AbstractMicrosatellite-unstable (MSI) colorectal cancer is characterized by the accumulation of somatic insertion/deletion (InDel) mutations potentially generating tumor-specific, frameshifted protein sequences. Such mutations typically generate premature translation termination codons targeting the affected mRNAs to degradation by nonsense-mediated RNA decay (NMD), limiting the synthesis and HLA class I-mediated presentation of tumor-specific InDel neoepitopes. We reasoned that the NMD inhibitor 5-azacytidine (5AZA) could serve to increase the expression of NMD-sensitive neoepitopes and analyzed the immunopeptidome of MSI HCT-116 cells using a proteogenomic approach. After immunoprecipitation of HLA:peptide complexes, we identified more than 10,000 HLA class I-presented peptides by LC-MS/MS including five InDel neoepitopes. The InDel neoepitopes were verified on the genomic, transcriptomic, and peptidomic level. Treatment with 5AZA increased the expression of the corresponding frameshift- and premature termination codon-bearing mRNAs and enhanced the presentation of peptides originating from known NMD targets and one of the identified InDel neoepitopes. By analyzing an array of MSI colorectal cancer cell lines and patient samples, we found the underlying frameshift mutation to be highly recurrent and immunization with the corresponding neoepitope induced strong CD8+ T cell responses in an HLA-A*02:01 transgenic mouse model.

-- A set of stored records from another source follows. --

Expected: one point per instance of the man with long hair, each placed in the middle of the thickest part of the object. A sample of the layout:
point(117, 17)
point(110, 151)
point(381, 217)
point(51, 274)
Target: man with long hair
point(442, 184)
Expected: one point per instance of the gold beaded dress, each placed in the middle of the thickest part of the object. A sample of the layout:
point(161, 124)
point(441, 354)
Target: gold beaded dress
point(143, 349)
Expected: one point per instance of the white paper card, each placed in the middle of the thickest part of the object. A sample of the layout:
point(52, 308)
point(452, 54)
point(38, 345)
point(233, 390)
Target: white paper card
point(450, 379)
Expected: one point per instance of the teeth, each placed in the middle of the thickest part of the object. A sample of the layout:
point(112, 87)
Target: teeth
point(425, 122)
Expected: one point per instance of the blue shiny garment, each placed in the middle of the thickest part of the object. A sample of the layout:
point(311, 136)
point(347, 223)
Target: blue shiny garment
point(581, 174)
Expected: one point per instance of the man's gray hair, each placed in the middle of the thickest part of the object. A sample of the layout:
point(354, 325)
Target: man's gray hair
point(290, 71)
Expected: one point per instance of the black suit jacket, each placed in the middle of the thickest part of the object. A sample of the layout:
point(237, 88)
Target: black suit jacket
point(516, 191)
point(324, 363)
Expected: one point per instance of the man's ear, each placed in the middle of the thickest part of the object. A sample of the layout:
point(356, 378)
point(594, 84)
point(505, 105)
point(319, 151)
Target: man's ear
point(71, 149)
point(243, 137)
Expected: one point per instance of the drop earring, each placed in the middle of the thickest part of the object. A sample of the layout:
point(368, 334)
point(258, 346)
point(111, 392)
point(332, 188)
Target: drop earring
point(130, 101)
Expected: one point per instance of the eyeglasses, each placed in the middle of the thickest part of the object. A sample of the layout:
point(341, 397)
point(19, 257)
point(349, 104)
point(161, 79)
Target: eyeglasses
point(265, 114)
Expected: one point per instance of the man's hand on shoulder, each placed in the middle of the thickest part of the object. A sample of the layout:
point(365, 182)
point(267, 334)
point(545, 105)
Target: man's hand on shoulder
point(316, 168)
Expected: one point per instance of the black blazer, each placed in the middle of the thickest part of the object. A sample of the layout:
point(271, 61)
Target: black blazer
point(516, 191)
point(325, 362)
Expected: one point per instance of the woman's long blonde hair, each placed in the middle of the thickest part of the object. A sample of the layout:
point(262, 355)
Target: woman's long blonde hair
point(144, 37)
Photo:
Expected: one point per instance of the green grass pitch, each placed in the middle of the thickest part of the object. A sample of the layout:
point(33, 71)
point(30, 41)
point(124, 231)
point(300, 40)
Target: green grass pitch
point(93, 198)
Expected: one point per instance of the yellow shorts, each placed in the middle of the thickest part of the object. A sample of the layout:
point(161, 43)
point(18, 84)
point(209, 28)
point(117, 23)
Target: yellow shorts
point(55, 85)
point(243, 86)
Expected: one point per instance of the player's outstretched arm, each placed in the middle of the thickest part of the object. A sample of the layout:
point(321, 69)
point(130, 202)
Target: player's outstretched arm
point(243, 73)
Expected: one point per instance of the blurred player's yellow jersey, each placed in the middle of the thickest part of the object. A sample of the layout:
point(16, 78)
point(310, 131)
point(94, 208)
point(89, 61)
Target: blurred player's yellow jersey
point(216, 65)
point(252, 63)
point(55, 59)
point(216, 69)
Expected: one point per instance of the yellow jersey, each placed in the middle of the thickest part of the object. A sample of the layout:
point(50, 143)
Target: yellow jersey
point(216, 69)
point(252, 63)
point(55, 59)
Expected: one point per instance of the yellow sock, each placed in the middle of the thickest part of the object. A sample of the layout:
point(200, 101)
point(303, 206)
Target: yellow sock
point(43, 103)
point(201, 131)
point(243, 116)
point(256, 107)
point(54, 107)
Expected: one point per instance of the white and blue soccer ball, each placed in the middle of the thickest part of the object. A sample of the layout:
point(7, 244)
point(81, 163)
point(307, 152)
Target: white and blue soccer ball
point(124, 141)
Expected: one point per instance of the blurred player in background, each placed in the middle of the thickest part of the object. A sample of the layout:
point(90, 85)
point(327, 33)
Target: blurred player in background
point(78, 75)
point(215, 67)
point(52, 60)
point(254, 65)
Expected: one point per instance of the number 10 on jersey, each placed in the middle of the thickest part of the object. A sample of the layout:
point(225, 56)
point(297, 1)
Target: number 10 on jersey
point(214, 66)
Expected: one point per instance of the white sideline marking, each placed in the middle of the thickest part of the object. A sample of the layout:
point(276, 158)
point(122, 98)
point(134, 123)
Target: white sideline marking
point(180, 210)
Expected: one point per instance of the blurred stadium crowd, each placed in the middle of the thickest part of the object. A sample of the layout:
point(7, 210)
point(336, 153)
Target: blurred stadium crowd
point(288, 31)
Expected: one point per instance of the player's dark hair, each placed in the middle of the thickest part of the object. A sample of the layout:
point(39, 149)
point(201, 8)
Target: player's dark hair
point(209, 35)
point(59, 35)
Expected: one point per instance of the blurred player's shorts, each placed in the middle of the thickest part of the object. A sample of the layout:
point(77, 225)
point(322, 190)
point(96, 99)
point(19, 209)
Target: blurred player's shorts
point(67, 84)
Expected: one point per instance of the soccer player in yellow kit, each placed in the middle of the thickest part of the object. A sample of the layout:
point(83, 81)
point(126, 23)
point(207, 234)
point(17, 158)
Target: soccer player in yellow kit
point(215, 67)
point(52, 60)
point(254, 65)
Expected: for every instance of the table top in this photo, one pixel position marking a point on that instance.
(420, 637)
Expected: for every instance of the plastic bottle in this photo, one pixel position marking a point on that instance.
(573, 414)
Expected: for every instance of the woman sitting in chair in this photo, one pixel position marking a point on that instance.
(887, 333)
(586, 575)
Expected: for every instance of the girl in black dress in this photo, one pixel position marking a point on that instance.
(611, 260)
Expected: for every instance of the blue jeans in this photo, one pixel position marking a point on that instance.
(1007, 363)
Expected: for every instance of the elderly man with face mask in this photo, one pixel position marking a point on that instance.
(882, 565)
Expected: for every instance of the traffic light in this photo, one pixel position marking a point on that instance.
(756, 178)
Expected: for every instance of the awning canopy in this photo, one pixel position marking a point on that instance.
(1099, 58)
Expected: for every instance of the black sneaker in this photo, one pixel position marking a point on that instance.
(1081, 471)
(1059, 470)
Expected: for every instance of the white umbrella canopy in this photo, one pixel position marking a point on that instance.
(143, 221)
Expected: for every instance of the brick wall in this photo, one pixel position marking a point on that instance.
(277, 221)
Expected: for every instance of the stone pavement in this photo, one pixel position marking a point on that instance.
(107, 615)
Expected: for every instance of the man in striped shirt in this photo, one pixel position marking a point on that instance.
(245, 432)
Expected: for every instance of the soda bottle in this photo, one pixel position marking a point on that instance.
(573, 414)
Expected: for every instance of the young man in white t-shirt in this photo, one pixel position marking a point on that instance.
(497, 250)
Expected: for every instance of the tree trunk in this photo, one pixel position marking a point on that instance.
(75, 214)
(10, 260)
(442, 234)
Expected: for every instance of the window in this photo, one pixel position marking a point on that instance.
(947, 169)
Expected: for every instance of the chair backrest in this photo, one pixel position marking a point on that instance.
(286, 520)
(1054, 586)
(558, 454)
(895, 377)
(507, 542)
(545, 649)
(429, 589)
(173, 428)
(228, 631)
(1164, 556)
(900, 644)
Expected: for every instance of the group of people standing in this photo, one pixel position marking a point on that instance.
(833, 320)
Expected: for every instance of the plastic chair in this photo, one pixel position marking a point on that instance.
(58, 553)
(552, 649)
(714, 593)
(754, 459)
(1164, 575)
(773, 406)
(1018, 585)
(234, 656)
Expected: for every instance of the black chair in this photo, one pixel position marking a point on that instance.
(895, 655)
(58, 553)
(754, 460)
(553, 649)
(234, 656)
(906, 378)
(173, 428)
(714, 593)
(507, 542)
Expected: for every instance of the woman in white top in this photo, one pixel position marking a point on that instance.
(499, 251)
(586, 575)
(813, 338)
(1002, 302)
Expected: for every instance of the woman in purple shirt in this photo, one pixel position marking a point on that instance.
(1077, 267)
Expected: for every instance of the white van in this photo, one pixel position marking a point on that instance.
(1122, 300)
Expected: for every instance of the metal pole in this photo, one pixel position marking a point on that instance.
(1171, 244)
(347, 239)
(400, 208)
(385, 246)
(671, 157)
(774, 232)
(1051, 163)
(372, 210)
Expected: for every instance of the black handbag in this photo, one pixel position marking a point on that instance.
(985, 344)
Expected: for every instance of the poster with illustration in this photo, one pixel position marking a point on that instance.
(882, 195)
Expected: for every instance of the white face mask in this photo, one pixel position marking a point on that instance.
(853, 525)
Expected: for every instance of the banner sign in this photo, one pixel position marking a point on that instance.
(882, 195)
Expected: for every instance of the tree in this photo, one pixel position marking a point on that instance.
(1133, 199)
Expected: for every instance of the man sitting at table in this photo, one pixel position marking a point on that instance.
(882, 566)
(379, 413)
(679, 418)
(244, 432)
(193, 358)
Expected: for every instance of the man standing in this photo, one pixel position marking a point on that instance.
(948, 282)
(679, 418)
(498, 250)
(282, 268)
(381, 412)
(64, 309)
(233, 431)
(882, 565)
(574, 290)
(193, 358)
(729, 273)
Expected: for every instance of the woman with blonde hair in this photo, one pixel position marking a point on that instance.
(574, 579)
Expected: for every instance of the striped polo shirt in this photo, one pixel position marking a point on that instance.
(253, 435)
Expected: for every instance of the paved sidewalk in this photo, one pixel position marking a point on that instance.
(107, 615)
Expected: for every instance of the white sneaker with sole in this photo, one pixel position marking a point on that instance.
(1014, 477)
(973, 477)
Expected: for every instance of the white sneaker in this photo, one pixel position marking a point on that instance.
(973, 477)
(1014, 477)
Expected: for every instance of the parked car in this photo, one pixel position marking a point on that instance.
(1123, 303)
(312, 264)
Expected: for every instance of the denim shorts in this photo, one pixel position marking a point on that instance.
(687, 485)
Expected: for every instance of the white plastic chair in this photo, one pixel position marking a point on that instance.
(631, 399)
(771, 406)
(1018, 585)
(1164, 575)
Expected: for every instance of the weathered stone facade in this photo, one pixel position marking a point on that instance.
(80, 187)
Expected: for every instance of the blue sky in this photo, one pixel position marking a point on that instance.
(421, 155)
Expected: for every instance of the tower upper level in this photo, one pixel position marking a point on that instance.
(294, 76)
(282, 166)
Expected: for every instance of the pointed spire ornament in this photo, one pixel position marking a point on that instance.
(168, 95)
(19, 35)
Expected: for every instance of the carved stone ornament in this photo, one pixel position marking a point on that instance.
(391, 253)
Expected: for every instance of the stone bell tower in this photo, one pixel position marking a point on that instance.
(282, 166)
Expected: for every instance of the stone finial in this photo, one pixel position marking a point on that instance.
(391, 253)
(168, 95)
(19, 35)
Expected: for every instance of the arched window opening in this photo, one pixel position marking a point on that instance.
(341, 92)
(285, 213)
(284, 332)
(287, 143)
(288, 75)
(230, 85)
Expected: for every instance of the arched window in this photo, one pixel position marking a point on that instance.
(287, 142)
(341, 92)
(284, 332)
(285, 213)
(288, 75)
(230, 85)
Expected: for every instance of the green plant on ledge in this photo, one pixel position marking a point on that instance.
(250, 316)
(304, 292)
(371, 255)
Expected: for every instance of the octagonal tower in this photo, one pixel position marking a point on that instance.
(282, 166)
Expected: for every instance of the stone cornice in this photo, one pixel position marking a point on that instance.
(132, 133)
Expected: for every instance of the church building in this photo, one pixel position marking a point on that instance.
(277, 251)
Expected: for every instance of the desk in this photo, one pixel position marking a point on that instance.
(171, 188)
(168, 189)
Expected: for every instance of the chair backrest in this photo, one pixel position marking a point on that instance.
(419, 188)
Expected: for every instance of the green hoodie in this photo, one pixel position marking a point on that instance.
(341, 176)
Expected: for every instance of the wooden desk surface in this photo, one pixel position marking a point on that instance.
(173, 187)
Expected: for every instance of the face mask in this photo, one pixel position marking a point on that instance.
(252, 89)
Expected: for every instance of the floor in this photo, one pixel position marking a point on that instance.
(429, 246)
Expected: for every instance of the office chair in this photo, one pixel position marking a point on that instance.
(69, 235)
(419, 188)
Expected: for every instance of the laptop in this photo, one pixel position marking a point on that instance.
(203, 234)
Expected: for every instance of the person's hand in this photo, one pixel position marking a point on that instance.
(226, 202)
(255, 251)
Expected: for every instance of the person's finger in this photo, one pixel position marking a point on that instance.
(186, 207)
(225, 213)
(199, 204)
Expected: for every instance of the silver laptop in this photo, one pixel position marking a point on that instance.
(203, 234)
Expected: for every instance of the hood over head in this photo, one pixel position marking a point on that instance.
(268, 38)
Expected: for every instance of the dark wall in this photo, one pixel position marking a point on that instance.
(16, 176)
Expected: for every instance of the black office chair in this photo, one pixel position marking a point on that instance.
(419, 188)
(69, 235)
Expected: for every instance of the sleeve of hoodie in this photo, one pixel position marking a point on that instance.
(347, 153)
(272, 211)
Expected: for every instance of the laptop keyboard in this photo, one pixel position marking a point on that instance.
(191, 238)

Our data directly show that peptides originating from frameshifted open reading frames due to InDel mutations in mismatch repair-deficient cells are presented on the cell surface via HLA class I. Moreover, we demonstrate the utility of NMD inhibitor-enhanced HLA class I-mediated presentation of InDel neoepitopes as well as their immunogenicity, uncovering the clinical potential of NMD inhibition in anti-cancer immunotherapy strategies.One Sentence SummaryImmunopeptidomics identified increased HLA class I-mediated presentation of immunogenic, frameshift-derived neoepitopes following NMD inhibition.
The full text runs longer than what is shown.